Title: Microstructure of Cement-Based Grouts Containing Fly Ash and Brine

Author(s): Akthem A. Al-Manaseer, Muir D. Haug, Moir D.Haug and Lionel C. Wong

Publication: Symposium Paper

Volume: 132

Issue:

Appears on pages(s): 635-654

Keywords: durability; microstructure; scanning electron microstructure; grout; salt water; fly ash; Materials Research

DOI: 10.14359/2093

Date: 5/1/1992

Abstract:
Study examines the microstructure properties of cement-based grout consisting of Type II rapid-hardening portland cement, Saskatchewan fly ash, and brine. The liquid brine is composed mainly of salts of sodium, calcium, potassium, and magnesium obtained from an underground potash mine. A scanning electron microscope (SEM), with an electron probe x-ray microanalyzer, was used to study the mechanism by which fly ash and brine alters the microstructure characteristics of cement grouts under confining pressures of 0, 3.4, and 6.9 MPa (0, 500, and 1000 psi). The SEM examination was conducted at 7, 14, and 365 days. This examination revealed that grout mixes containing brine had a gel-like substance covering the entire surface of the hydrated products. The probe x-ray microanalyzer identified the gel-like substance as consisting mainly of sodium chloride salt.

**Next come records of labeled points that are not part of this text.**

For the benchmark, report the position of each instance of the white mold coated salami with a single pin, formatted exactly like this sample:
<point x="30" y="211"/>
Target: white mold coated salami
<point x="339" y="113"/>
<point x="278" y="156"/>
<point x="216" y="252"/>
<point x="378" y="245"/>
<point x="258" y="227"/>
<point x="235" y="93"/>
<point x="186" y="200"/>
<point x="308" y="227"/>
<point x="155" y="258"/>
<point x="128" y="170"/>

Fly ash cement particles were also found to be encapsulated by the sodium chloride gel-like substance. This encapsulation may decrease the rate of pozzolanic reaction between fly ash particles and the lime available in the cement. Microscopic examination of specimens mixed with brine also showed the presence of long fibrous crystals with diameters ranging from 3 to 20 æm growing on the surface of the gel-like substance. Generally, at 7 and 14 days, the fly ash-cement grouts were found to have more such fibers than the grout containing no fly ash. This trend reversed at 365 days.